DON QUIXOTE  Character of Don Quixote:-

v INTRODUCTION:-
          Miguel De Cervantes Saavedra was a Spanish novelist and dramatist. He was an outstand ingenious and supreme innovator of Spanish literature. Along with being a playwright, poet novelist, he was also the inventor of the psychological short story in Spain. His influence, on the English novel was profound, especially of Fielding, Sterne and Smollett. From the long record of struggle and achievement in the face of consistently hostile circumstances he emerges as one of the noblest characters in his country’s story. Cervantes’s writing reveals his insights into the nature of reality and the meaning of life in general. Even his fame is as assured and universal as that of the hero of his great novel, ‘Don Quixote’. The popularity and the universality of the book can be assumed by reading the following words, 
“except for the bible, No book has been so
Widely diffused into Many different languages
 In addition to ‘Don Quixote’.”

          “Don Quixote” is one of the earliest novels in a modern European language and many people consider it the best book in Spanish. The imagination, satirical spirit, humanistic culture and many colored genius of Cervantes all met and found their highest expression in it. He gave to this work the form of a burlesque of the romances of chivalrie. But along with its parody, the work also becomes a criticism of life which Spaniards accept as permanent and universal. It has also the element of picaresque, heroic and romantic novel. 

v A tragicomic Hero:-
          Don Quixote is the novel’s tragicomic hero. His main quest in life is to revive knight-errantry in a world devoid of chivalric virtues and values. He believed only what he chooses to believe and sees the world very differently from most people. Honest, dignified, proud and idealistic, he wants to save the world. As intelligent as he is man, Don Quixote starts out as an absurd and isolated figure and he ends up a pitiable and lovable old man whose strength and wisdom have failed him.

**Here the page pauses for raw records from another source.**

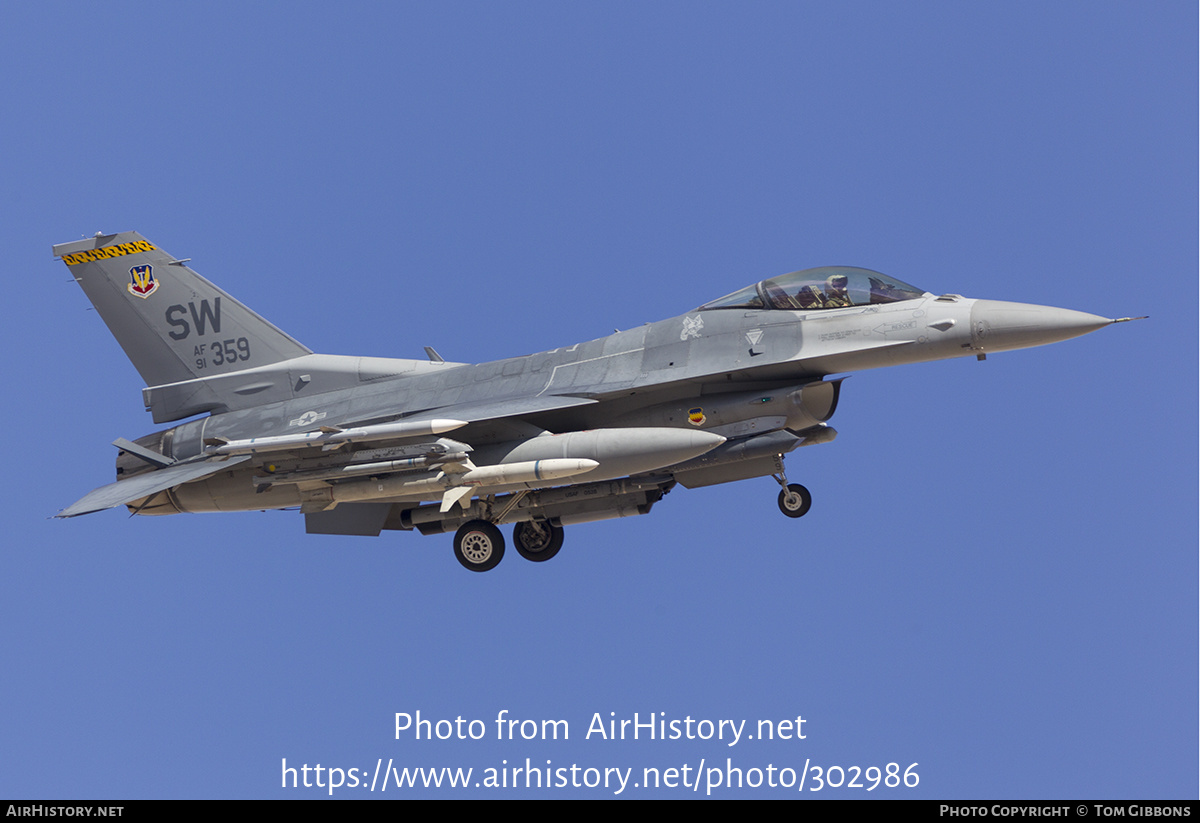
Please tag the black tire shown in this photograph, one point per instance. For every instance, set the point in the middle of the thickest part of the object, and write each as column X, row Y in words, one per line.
column 537, row 540
column 795, row 500
column 479, row 545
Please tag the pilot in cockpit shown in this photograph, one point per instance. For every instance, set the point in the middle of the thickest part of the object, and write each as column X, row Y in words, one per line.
column 835, row 295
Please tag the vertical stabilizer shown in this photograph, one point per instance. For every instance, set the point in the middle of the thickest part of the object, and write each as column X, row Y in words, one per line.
column 172, row 323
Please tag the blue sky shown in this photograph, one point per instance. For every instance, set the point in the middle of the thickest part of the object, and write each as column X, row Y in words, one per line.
column 999, row 576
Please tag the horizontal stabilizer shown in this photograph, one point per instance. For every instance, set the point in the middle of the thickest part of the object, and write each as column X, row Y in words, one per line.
column 144, row 485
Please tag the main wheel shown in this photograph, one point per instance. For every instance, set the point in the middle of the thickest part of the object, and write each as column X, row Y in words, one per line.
column 479, row 545
column 795, row 500
column 537, row 540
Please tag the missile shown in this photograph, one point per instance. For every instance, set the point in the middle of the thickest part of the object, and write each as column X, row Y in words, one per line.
column 526, row 473
column 619, row 451
column 423, row 463
column 330, row 438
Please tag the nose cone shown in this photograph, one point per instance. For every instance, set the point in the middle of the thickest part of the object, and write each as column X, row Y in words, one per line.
column 997, row 325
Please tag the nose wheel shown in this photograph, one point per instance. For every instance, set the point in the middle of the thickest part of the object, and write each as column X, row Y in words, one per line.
column 795, row 500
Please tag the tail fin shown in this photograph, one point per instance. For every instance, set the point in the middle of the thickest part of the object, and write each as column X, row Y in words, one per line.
column 172, row 323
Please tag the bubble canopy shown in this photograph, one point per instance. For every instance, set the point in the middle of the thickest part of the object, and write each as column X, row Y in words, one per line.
column 828, row 287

v His Love for book of Chivalry:-
          Don Quixote is the story of Alonso Quijano. He is a gentle man who lives in a small village in the district of La Mancha in Spain. He is a very much fond of reading old chivalric romances about knights-errantry. He is addicted to books of chivalry. He spends every moment engrossed in thick and tortuous books with filled tales of knights and squires, magician and giants and beautiful ladies. At he began to sell parts of his estate in order to buy even more books. Devoting whole days to reading them, he allowed the estate to fall into neglect. Still he paid no notice and continued to immerse himself in his romantic story “Until finally from so little sleeping and so much reading his brain dried p and he went completely out of his mind.”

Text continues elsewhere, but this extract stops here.